At its core, the project provides a flexible framework where users can extend the bot's functionality by defining new commands and associated actions. These actions can range from retrieving data from internal systems to invoking workflows in external tools such as GitHub, Jira, Jenkins, or custom automation pipelines. This automated solution reduces manual steps, and improving productivity in team collaboration environments.
We need a way for the Webex cloud to notify our bot of real-time events, such as when a user sends it a message. There are two approaches for establishing this communication: Webhooks or Websockets.
A webhook is an HTTP callback that Webex uses to notify your application when a specific event occurs such as receiving a new message or being added to a space. Webhooks work by registering a publicly accessible URL that Webex can send POST requests to when the subscribed event happens. You can create webhooks using the Webhooks API by specifying the resource (e.g., messages) and the event (e.g., created). Webhooks support near real-time event delivery.
To use webhooks, your bot server must be reachable from the internet, which usually requires a static public IP or DNS record and a proper Firewall/NAT configuration. If you're developing locally, you'll need a tunneling service like ngrok to expose your local server to the internet and receive events from the Webex cloud.

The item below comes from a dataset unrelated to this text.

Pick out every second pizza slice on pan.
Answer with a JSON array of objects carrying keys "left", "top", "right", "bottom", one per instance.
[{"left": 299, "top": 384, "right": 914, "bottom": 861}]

The second and more advanced approach is to connect your bot directly to Webex’s Mercury WebSocket service, which allows you to receive real-time events over a persistent connection without needing a public server or external webhook infrastructure.
The WebSocket-based approach offers several advantages over traditional webhook mechanisms when building a Webex bot. Most notably, it eliminates the need for a publicly accessible server or tunneling tools like ngrok. This means your bot can operate entirely within a local or private network (securely behind NAT or a firewall) without any external exposure. This simplifies deployment and is particularly beneficial in enterprise environments where inbound HTTP access is restricted or discouraged for security reasons.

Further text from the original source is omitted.